Mientras en México millones de ciudadanos enfrentan inseguridad, hospitales saturados y falta de apoyo social, el gobierno de Claudia Sheinbaum decidió gastar 25 millones de pesos del erario en imprimir millones de libros… no para los mexicanos, sino para regalarlos en países como Cuba y Venezuela. Un lujo ideológico financiado con dinero público que vuelve a encender la indignación nacional.
El dinero salió del Instituto para Devolver al Pueblo lo Robado y fue entregado al Fondo de Cultura Económica, tras una solicitud directa de su director, en un proyecto que prometía distribuir 2.5 millones de libros en América Latina. Sin embargo, ni siquiera existe evidencia clara de que estos libros hayan llegado a su destino, dejando dudas sobre el verdadero uso de los recursos públicos.

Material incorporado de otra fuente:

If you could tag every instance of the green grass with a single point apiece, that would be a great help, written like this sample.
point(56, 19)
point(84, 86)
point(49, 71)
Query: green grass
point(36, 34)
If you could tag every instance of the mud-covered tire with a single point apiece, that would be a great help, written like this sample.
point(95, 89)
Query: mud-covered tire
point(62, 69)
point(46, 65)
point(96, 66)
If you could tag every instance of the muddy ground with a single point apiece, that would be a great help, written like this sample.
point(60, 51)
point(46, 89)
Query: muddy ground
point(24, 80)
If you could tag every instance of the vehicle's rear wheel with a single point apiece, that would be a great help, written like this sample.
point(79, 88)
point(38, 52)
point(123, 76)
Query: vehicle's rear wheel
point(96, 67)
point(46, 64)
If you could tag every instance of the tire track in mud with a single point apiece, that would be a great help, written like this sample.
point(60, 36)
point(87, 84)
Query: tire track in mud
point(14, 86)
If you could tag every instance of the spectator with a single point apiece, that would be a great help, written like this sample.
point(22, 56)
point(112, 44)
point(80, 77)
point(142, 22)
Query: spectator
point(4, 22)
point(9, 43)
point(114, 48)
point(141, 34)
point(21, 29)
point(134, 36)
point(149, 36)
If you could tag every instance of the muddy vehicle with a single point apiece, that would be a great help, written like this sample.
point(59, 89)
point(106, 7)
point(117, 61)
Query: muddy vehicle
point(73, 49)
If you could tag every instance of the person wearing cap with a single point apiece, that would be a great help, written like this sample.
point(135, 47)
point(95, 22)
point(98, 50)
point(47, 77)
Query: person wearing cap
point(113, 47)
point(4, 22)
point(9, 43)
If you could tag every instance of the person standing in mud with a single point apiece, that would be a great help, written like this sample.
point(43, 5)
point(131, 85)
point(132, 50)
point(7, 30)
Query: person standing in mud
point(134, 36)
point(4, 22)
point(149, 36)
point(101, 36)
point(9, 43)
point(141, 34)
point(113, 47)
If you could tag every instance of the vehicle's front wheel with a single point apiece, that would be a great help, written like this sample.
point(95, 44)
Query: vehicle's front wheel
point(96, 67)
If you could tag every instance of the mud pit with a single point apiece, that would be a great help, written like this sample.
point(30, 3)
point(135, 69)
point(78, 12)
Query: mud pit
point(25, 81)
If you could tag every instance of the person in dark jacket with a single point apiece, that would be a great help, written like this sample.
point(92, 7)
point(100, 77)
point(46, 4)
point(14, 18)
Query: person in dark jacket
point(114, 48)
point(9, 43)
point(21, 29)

Lo que más indigna es el contraste brutal: mientras el gobierno destina millones a proyectos internacionales con tintes políticos, comunidades mexicanas siguen abandonadas, con apoyos mínimos y necesidades urgentes sin resolver. Para muchos, esto confirma una prioridad clara: primero la agenda ideológica y el protagonismo internacional, y después —muy después— los propios ciudadanos.
El mensaje es devastador: el dinero que debería servir para mejorar la vida de los mexicanos termina financiando proyectos en el extranjero, mientras el país enfrenta una de sus peores crisis de seguridad y bienestar.